Two weeks ago, the U.S. Internal Revenue Service's "taxpayer advocate," Nancy Nina Olson, announced the release of her office's annual report to Congress, a yearly federal ritual whose long and impeccable streak of unnewsworthiness was broken this year by the inclusion of an item that actually made headlines. IRS May Push for Tax Compliance in Virtual Worlds, was the Washington Post's. IRS Official Recommends Policy on Virtual World Transactions, echoed the gamers at Kotaku, and IRS Report Recommends Self-Reporting Virtual World Income, added Second Life watcher Wagner James Au at New World Notes. The stories all correctly related the basic fact of the matter: In a detailed, 13-page passage, the report urged the IRS to "proactively address emerging issues... arising from virtual worlds." And if the stories all nonetheless failed, each in its own way, to relate the real news of the matter, that's understandable, because the news here is subtle: What this report delivers, in effect, is nothing more and nothing less than official recognition that the question of virtual-goods taxation is actually, like, a question.
Believe me, this will come as news to many. Having worried this question in public for over five years now, I can attest that a lot of people have a hard time accepting that existing IRS regulations and practices, followed to their logical conclusions, could even conceivably require taxation of purely virtual income -- of the minerals you mine from asteroids in EVE Online, of the Azerothian gold you earn trading enchanting materials in World of Warcraft's auction houses. Many will nod their heads as if appreciating the complexities while at the same time -- and incidentally not unlike the Washington Post story on the Olson report -- offering little evidence that they have any meaningful idea what's being talked about. Others will make the mistake, as Kotaku's write-up did, of thinking that the issue at hand is the far less ambiguous, far less controversial, and far less interesting one of taxing real-money income from the sale of virtual goods.

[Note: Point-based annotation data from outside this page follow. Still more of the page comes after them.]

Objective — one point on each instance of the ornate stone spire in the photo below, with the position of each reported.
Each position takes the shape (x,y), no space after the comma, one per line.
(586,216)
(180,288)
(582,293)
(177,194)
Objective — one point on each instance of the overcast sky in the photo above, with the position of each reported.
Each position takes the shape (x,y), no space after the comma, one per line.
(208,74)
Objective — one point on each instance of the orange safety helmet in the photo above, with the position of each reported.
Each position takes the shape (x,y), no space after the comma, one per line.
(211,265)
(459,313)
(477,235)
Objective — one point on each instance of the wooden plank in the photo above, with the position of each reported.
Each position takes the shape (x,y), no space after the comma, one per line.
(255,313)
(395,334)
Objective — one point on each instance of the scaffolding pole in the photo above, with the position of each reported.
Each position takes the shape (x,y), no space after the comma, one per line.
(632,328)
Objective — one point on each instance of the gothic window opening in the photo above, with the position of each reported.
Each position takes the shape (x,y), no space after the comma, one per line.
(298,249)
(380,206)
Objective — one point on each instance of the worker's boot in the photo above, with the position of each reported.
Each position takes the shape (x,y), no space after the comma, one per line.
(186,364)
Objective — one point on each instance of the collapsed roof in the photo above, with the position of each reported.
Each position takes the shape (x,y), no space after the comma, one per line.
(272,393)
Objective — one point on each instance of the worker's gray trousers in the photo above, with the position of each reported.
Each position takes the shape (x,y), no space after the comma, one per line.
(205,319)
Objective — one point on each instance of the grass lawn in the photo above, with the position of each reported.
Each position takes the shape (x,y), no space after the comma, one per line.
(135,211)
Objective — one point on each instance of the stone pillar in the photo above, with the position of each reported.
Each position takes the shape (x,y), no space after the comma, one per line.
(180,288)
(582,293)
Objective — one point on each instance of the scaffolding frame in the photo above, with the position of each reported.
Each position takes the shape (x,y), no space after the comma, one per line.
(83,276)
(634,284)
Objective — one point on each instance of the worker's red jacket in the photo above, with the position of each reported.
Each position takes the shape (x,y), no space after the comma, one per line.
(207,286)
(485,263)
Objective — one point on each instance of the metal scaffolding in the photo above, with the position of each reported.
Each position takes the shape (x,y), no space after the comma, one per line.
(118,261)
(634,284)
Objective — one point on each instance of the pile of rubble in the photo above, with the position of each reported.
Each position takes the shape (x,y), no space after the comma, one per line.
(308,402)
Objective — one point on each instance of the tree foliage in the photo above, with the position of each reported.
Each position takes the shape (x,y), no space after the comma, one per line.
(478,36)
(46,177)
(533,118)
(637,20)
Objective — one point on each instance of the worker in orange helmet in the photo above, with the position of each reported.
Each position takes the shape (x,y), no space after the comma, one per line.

But even those who recognize the true surreality of the issue will often as not prefer to believe that the IRS could only, in the end, come down on the side of common sense. And even when the multiple and mutually contradictory IRS rulings that might apply to virtual goods are laid out as clearly and as thoroughly as the taxpayer advocate has just done, they will choose to ignore the contradictions and see only the rulings that fall in with their sense of the sensible. This seems in any case to be what Au did in singling out as the report's "key point" a finding that arguably equates virtual property with deck chairs on a cruise ship -- each one "owned" perhaps by a particular passenger for the duration of the cruise but only in the most provisional and ultimately untaxable of ways.
And while I agree that's a potentially productive point, what seems ultimately to be "key" in this report is not any one, decisive argument -- whether for or against the taxation of virtual goods as such -- but a warmly inconclusive phrase that recurs at various points throughout it: "A taxpayer may wonder." As in, "A taxpayer may wonder if creating virtual items or setting out to obtain them is similar enough to farming and harvesting crops that such acquisitions are not taxable," or "a taxpayer may wonder if the acquisition and sale of virtual property for virtual dollars is nontaxable because it is similar to winning a hand of poker before leaving the table or cashing out."
A taxpayer may wonder about all these frankly nutty analogies and scenarios, in other words, without having also to wonder whether it is he himself -- and not the tax system -- that is a little nuts for entertaining them. Needless to say, this sort of permission to question the sanity of a basic economic institution would have been a lot more useful if it had been broadly handed out a few years earlier and if the institution in question were the banking system.
But I'll take it. And thank you, Nancy Nina Olson.